The police killing of George Floyd in Minneapolis led to diverse protests calling for an end to violence towards African Americans, whom studies have found face an elevated risk of dying at the hands of law enforcement.
Yet the inequalities facing African Americans go deeper than just interactions with police: from lower wages to longer commute times, the structure of the world’s largest economy deeply marginalizes black people.
"African Americans have always been full participants in the US economy, they’re just not full recipients," said Nicole Smith, chief economist at the Georgetown University Centre on Education and the Workforce.
Before Floyd died under the knee of a white police officer on a city street, the coronavirus pandemic already had taken a grievous toll on the United States, killing more than 106,000 people and costing 42 million lost jobs.
Even the illness discriminates: Black Americans make up 13.4 percent of the population but comprise 22.9 percent of Covid-19 deaths, according to the Centre for Disease Control and Prevention. They also are over-represented in the unemployment rate, which declined overall to 13.4 percent in May but increased slightly to 16.8 percent for African Americans, according to the Labor Department.
And the economy disadvantaged black Americans long before the pandemic. They make 73 cents for every dollar made by white Americans, with a poverty rate two-and-a-half times higher, according to the Economic Policy Institute think tank.
The gap is so wide that the Cleveland Federal Reserve Bank estimated last year that the wealth of the average white household is about 6.5 times more than the average black household -- roughly the same as it was in 1962.
In an optimistic scenario, black Americans will mostly catch up to whites in about 200 years.
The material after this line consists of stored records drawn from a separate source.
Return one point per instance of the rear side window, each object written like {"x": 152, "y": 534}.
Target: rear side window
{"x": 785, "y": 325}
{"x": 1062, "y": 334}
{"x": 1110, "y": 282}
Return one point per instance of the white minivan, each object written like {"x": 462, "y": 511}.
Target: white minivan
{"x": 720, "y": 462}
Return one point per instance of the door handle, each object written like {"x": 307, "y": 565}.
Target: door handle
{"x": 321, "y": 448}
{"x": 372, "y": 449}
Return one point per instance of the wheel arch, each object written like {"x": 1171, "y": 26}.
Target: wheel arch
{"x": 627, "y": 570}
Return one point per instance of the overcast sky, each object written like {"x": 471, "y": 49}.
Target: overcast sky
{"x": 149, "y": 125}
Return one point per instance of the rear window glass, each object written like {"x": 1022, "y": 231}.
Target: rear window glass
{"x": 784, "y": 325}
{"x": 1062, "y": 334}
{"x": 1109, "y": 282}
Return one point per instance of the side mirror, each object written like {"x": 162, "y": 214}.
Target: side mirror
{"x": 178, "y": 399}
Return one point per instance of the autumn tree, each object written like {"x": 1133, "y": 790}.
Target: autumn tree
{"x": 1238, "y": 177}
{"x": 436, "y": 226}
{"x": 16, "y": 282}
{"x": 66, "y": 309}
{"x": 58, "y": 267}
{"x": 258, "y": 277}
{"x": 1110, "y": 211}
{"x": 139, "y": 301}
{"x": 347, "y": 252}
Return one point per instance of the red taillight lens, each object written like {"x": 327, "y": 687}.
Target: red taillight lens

But, because of the pandemic, Cleveland Fed senior research economist Dionissi Aliprantis warned in an interview that "most of the gaps will grow."
Even after slavery was abolished in the mid-nineteenth century, generations of racist laws and practices segregating black Americans to certain neighborhoods and depriving them of access to financial services fueled the inequities and continue to haunt American cities.
Home ownership is key to building intergenerational wealth, but a 2018 Brookings Institution study found that homes in neighborhoods where at least half the residents are black are valued at 50 percent less than neighborhoods where no residents are black.
African Americans also spend more time getting to work than any other group, a 2014 University of Chicago study found, since they often live in neighborhoods with fewer jobs and worse transportation links.
Even a person’s name can harm them, according to a 2016 study by University of Toronto and Stanford University researchers, who found that African Americans who attempt to conceal their race on resumes get contacted by employers at more than twice the rate of those who do not.
"I’m definitely at a disadvantage for one, just coming out of college and being a minority," said Emmanuel Sanchez, a black student approaching the end of his studies who also joined the protests outside the White House. A host of federal laws prohibit open discrimination, yet many black Americans says they feel bias is part of daily life.